序盤に出てくる怪獣に対しての「透明の意味ねぇじゃん!」という滝の台詞。これは、彼が物事に『意味』を見出したい人であり、意味がなければそれは『無駄』、そんな思考を持っている人間だということを一番わかりやすく表している。
しかし、物語が進むにつれて人間の限界を感じ、自分が頑張る意味を見出せず、その結果終盤に出てくる「無知な僕らが何をしたって無駄」という台詞に繫がっているのだがこの話はまた後ほど。

 


✍絶望と希望

有岡担目線で見ると、今作で印象に残ったシーンランキング堂々の第一位はあのシーンでしょ。そうです。ストゼロ、USB、あのシーンです。

自分のやってきた事に自信を持つ滝、だがそれはいとも簡単に覆されてしまい、人間の知識や技術では敵わないとんでもない存在や現象に頭が追いつかない。それでも理解しようと向き合うが、最後、自分たちの無力さを痛感して心がプツリと折れてしまう。いつ死んでしまうかもわからない状況だが、もう手は尽くした。震える手、動揺が隠しきれない。
ウルトラマンに全部任せるのが最適解だよ。神永さん、後はよろしく。」
そう強がって笑ってみせるが、彼の心はもうボロボロ。部屋を出て行った後、階段に座り込み手すりをガンと殴るシーンからは、彼のどうしようもない無力感と悔しさが伝わる。

そして、頑張ることに意味を見出せず、積み重なった苦しさが爆発して自暴自棄になった彼は酒に逃げる。

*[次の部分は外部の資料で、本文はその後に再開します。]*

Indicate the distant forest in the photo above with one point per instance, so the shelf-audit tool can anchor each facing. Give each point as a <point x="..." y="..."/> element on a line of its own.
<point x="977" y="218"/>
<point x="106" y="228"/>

コンビニで4〜5本ストゼロを買いパンパンの袋を片手に登場する。「まぁーだ仕事してるんですか船縁さん?笑」の声がもう半分泣いてる。人間はおろか神のようなウルトラマンでも勝てないものを前に、完全に諦めモードの滝の心は、「弱点があるはず、それを探すの。希望を持った方が気分良いわよ?」という船縁の言葉にえぐられる。
「希望?馬鹿馬鹿しい。無知な僕らが何をしたって無駄、無駄、無駄でしょ?!」
そう自分で放った言葉も、もはや自分に跳ね返ってくる。自分の言った事に傷付いて、一瞬の沈黙の後、決まりが悪そうに船縁から目を逸らし酒を流し込む。
乾いたその眼には絶望しかない。
しかし、デスクに置かれた神永からのUSBを見つけ、再び希望を取り戻す。
「滝、後をよろしく。」
彼を信頼しての神永からのメッセージだった。希望が見えて熱いものが込み上げたのか、瞬きをせずに画面を見つめていたからかはわからないが、彼の瞳に僅かに涙が滲んだ。

ここの有岡くんの演技がとんでもなかった…。

真っ暗だった眼に再び光が宿り、そこから再起する。神永が託した関係式からゼットンを倒す方法を導き出し、結果地球を救ったのだ。
ストゼロを呷った夜からラストシーンまで滝の服装が変わらなかったことや、部屋にあった寝袋、パンパンのゴミ袋から、彼も命を燃やして懸命に戦ったのだなと…。有岡くんが課されて覚えた宿題でもある『全宇宙を支配する数式』をホワイトボードに書き殴るシーンはまーじでかっこよかった。
人間の脆さ、そしてしぶとさを描く、その役割を担う滝を演じた有岡くんにスタンディングオベーション

 


✍滝くんの瞳

斬新なカメラワークも見どころの今作。登場人物の細かな表情の動きも映し出されている中、何度も出てくる滝の瞳に釘付けでした。
序盤、初めてウルトラマンを目の当たりにした時の眼。彼の中で理解できない事が次々に起こり、興奮と戸惑いと焦燥感でコンタクトが見えるほどガン開かれたその眼を見た時、勝ちを確信しました。(?)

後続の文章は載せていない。